The Kentucky Vietnam Veterans Memorial was designed
with a unique approach to honor the military dead from one of America’s most
troubled conflicts. A 14-foot high steel sundial stands at the center of a
granite plaza. Its gnomon casts a shadow on the chiseled name of each fallen
Vietnam war veteran — 1,103 of them — on the anniversary of when they were
killed. Thus each individual is honored
with a personal tribute.
Kentucky’s 23 MIAs are listed behind the sundial so
its shadow never falls on their names. Some have been found since this was build. Those are the ones with a date. We never forget and we will not stop until we bring them all home.
in the nation and contains 327 cut stone panels weighing more than 215 tons.
The stone came from the Pyramid Blue quarry in Elberton, GA. The lettering of
the names and dates are the same style used for official government grave markers
throughout the nation, including Arlington National Cemetery.
If you ever get a chance to go see it, go.
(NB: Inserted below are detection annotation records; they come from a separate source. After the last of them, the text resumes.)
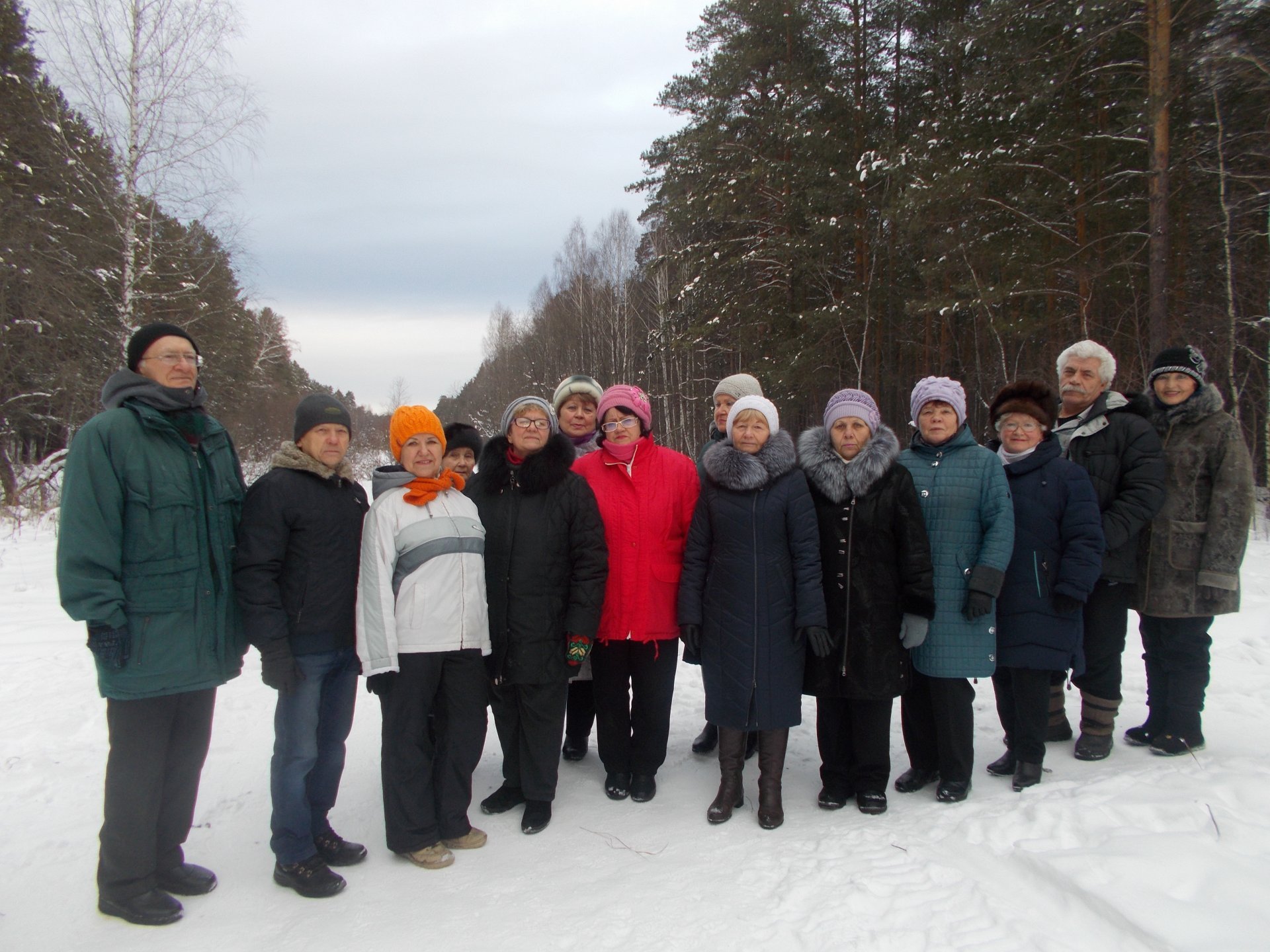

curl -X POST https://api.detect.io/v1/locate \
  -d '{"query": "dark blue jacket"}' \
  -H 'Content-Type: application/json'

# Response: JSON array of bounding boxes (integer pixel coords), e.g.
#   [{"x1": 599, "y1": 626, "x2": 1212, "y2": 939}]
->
[
  {"x1": 993, "y1": 434, "x2": 1105, "y2": 674},
  {"x1": 678, "y1": 430, "x2": 828, "y2": 730}
]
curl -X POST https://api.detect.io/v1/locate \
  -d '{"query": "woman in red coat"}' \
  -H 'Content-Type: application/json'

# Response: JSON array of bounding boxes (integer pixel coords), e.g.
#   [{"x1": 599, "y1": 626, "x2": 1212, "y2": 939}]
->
[{"x1": 573, "y1": 383, "x2": 701, "y2": 803}]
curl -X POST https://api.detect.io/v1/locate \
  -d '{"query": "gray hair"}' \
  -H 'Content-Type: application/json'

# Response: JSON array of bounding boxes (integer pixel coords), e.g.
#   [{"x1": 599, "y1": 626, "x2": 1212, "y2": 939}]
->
[{"x1": 1056, "y1": 340, "x2": 1115, "y2": 386}]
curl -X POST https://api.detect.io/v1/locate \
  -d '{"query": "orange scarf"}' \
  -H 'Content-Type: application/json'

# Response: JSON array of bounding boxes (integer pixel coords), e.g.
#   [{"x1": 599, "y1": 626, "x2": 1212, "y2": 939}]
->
[{"x1": 405, "y1": 469, "x2": 466, "y2": 505}]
It is amazing and an engineering marvel.
That last leg was very hot. Coming into the center , that was air conditioned felt sooo good.
See is only take a few second to say “Thanks for your service”. Not only should you do it for our service men and women, you should also do it for our police and firemen. They have your back on a closer level.
Jackie and Ron are both mayors.How cool is that to have active mayors riding all the way on the Run
Next we heard this load noise. One of the riders at dinner told me he thought there was something wrong with his bike. Nope, it was a helicopter escorting us into Hurricane , WV which is our ending destination for the night. Pretty cool.
We are singing the Star Spangle Banner. I will never get tired of the respect we have.
This is the couple from Italy I wrote about on May 19. You are amazing for coming so far.
Tomorrow we visit the kids at Rainelle. Since the begin of the Run we have been collecting money for the schools in that town. It was one of the first school “Gunny” Gregory stopped at on his first run from CA of DC in 1989. I am told that these bikers gave the kids a ride on their bikes. Really, bikers , black leather … and kids. This friendship has been there for 31 years and thru many generations.